John Deere posted strong third-quarter earnings Friday and expects the increase in sales and revenues to continue into 2022.
The company is also seeing reduced inventories for construction equipment, particularly compact equipment, and expects demand to exceed production this fiscal year, which ends in October.
“Demand for earthmoving and compact construction equipment will exceed our production for the year, resulting in low inventory levels as we exit the fiscal year,” said John Stone, president of the Construction & Forestry Division.
The company also continues to experience supply-chain challenges, particularly freight and material costs.
Those concerns, however, didn’t stop Deere from a banner third-quarter:
- Net sales and revenues rose 29% over 3Q 2020.
- Net income for 3Q was up 106%.
- Year-to-date sales and revenues are up 27%.
- Net income year to date is up 135%.
- The Construction & Forestry Division saw a 48% increase in net sales over 3Q 2020.

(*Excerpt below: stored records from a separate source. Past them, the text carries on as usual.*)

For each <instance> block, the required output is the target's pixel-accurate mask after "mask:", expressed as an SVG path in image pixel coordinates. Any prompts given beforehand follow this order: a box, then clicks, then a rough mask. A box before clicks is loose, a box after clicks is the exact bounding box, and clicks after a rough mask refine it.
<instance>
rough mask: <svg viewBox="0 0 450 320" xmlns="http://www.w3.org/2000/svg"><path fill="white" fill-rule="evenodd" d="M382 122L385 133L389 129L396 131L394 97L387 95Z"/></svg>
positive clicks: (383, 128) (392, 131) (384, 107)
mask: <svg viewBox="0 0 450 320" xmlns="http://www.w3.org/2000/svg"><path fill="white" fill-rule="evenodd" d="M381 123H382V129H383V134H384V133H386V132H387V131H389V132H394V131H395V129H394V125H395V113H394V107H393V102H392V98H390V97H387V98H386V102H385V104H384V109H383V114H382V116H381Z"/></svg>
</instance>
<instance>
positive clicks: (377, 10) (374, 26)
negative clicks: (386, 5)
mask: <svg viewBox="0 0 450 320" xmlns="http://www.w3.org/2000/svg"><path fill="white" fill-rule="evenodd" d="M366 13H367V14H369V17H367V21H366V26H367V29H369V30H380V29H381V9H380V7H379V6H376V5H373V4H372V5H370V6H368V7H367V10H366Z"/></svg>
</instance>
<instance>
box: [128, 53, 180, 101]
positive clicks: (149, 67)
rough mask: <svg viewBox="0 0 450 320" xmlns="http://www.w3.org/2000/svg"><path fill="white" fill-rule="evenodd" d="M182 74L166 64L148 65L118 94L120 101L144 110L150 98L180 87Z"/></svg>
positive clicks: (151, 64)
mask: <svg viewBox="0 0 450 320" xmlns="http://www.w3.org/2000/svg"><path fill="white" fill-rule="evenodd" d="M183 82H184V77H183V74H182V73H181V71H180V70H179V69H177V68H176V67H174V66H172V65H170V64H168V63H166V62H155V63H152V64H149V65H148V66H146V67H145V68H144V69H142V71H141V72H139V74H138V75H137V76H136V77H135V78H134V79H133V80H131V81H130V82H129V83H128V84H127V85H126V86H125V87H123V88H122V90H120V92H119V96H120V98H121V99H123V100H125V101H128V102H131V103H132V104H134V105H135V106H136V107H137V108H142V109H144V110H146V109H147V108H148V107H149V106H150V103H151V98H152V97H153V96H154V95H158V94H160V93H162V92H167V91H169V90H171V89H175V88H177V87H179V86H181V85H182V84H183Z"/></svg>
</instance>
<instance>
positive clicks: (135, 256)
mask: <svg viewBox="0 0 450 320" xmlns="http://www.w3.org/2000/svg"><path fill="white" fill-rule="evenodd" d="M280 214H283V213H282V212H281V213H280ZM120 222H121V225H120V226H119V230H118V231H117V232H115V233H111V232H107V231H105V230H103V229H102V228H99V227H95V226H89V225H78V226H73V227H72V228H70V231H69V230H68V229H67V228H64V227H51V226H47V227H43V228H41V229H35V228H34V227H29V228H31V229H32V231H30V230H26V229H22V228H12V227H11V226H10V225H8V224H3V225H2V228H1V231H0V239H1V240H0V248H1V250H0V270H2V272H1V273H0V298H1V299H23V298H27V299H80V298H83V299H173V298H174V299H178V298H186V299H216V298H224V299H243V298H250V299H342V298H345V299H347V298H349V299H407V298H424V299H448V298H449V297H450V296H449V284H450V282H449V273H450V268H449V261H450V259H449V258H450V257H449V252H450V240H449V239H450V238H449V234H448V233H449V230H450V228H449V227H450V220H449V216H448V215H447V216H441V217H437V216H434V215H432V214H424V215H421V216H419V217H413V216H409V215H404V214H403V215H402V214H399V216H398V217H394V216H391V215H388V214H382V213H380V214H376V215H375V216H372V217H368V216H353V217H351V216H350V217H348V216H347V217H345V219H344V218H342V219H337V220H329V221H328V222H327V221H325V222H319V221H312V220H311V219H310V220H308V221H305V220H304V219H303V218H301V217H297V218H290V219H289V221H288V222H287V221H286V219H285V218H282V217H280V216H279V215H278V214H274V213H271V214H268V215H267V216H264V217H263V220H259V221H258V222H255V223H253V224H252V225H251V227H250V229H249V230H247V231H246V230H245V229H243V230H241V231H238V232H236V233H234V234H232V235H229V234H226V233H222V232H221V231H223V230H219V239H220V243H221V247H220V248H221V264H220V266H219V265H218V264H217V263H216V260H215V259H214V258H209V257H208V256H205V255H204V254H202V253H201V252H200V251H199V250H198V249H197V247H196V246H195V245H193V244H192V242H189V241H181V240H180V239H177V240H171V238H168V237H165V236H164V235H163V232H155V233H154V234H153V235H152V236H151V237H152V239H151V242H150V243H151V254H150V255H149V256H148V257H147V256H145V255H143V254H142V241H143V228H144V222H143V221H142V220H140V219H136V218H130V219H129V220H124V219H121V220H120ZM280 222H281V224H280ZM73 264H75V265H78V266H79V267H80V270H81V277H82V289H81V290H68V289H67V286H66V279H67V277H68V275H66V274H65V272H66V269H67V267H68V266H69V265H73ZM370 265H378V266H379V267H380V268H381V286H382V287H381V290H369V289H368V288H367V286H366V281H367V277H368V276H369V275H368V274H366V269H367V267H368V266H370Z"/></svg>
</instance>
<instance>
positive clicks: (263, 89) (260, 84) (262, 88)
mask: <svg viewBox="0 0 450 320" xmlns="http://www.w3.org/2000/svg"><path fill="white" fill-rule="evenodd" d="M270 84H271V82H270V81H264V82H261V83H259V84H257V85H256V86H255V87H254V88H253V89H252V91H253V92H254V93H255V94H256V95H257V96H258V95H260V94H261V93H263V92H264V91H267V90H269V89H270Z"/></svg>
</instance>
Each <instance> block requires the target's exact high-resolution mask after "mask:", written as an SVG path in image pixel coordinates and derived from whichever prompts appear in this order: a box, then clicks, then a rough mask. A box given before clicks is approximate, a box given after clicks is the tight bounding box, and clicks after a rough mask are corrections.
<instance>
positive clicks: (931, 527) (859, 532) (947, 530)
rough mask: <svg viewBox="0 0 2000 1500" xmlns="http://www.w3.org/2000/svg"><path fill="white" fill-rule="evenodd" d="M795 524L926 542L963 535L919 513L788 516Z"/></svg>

- The C&F operating 3Q profit rose 126%.
The horizon appears bright for the remainder of the year, as well:
- North American construction equipment sales are forecast to be up between 15% and 20% this fiscal year.
- Sales of compact construction equipment are expected to be up 20% to 25%.
- Sales of forestry equipment, driven by strong lumber demand, are expected to be up 15%.
- Agricultural equipment net sales are expected to rise 25% to 30%.
Construction equipment sales have benefited from a strong housing market, Stone said. But as that market slows some, the company is seeing increases in nonresidential construction investment, as well as “exceptionally strong” order activity from independent rental companies, he said.
“Looking ahead, we expect demand for farm and construction equipment to continue benefiting from favorable fundamentals,” said Deere Chairman and CEO John May.